When she arrived, I checked under the hood and discovered the "coolant outlet manifold" had separated at the glue seam. [A glued plastic part in the cooling system!! what were they thinking??] I called the dealer since the car was still on an extended drive train warranty. After a lengthy discussion with the service writer and the parts department, they determined that the coolant manifold (part 4792639AA) though seemingly part of the engine, is not covered by the drive train warranty. Replacing the part ($107+tax) was estimated at something over $400 (including towing, I think).
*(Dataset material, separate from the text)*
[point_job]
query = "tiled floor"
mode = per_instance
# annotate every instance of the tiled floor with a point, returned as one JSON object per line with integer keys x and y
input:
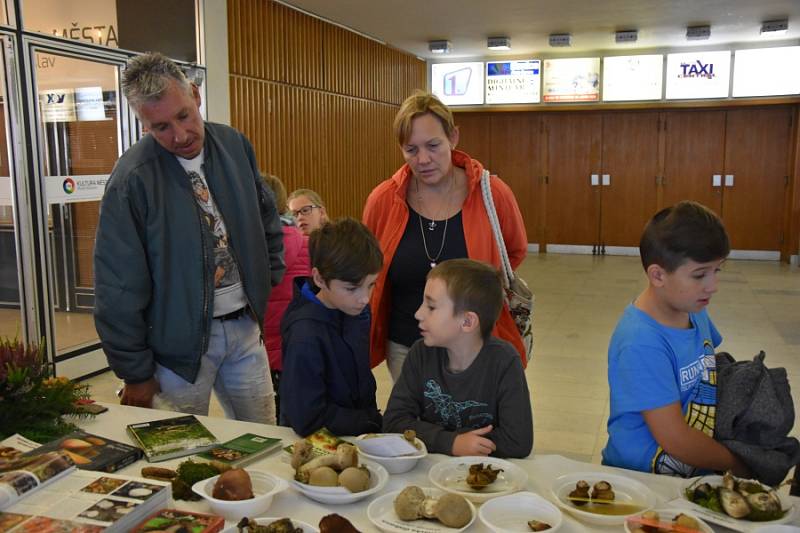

So I did some online research and found the most valuable information in this forum. [Thanks!!] Although I noted that some folks indicated the intention of using JB Weld to put the parts back together, I could not find whether or not this was successful or long lasting. Nonetheless, I tried it. I scraped out the old glue, roughed up the services with steel wool, vacuumed the dust, cleaned with acetone (my wife's nail polish remover) and dried it with her hair dryer. I put on a thin coat of JB Weld, pressed the parts together and put a brick on top for about 6 hours. The next morning, after topping off the coolant, I started it up. No leaks. I let it run with the heater on until the cooling fan cycled on and off several times. I turned on the A/C to put a light load on the engine and raise the temp a bit (it came up to about 3/8, normal light load operating temp, I suspect).
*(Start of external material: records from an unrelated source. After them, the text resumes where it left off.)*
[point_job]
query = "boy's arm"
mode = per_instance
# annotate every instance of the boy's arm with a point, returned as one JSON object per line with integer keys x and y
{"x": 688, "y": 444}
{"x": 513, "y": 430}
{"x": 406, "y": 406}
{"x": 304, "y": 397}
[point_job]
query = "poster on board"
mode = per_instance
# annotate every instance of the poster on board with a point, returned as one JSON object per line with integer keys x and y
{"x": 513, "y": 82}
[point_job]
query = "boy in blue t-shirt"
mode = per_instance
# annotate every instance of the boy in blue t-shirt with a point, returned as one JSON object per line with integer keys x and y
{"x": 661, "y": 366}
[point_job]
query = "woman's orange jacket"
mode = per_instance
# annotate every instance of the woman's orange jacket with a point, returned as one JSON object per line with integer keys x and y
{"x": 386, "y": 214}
I was unable to bleed the air from the system using the connector on top of the manifold, but bubbles did flow into the overflow reservoir and the heater worked fine. So I took it first for a 6 mile drive, checked it again, then for a 25 mile drive. No problems or leaks, but with the top down, I thought I could detect the sweet smell of Prestone. Perhaps it was left over from the flood of coolant that collected in various engine crevices when the manifold failed. I'll keep an eye on the coolant level.

Questions: [finally!]

Should I trust the JB Welded manifold? A mechanic acquaintance suggests that it is probably stronger than the original. Or should I drive to the dealer and have them put in a new one (at $400+)? [Are the replacement units as weak as the original?]

Should I order a replacement from Rock Auto (or the like) at less than half the price? And if so, should I install it (I'm not a mechanic, but in the past, have rebuild master cylinders, and relined disk brakes, for example. I have a few tools and could purchase others if needed.) Or should I just stow the part in the trunk, just in case?

Could the failure of the manifold related to replacing the radiator cap (17 lbs)? Was the radiator cap replacement just an cheap guess at the cause of the initial coolant loss?

Should I have the cooling system pressure checked? Why do you suppose the temp gauge was showing an elevated temp *before* the manifold popped? [It is possible my wife was confused about the order of events, but she believes the gauge was just short of the "red" zone when she first noticed steam.]

Thanks for your patience in reading this far. What would you do? Any suggestions or advice would be appreciated!

Roger

dcotter0579 08-30-2009 03:03 PM

It could be that the glue you saw on your old part was put there as a result of a previous repair. If so, there is your answer about longevity of such a repair, but if your prep work was better, your repair may last longer. There is no glue evident on the factory part.

I can't believe they stuck you $1000 for a top up of coolant and a replacement radiator cap. The cap should be 16 psi, not 17 psi, but that shouldn't have blown the coolant outlet. It could be that the radiator cap was not in need of replacement, that the outlet was leaking instead, but the dealer should have suspected the outlet as it is a common problem on the 2.7 L engine.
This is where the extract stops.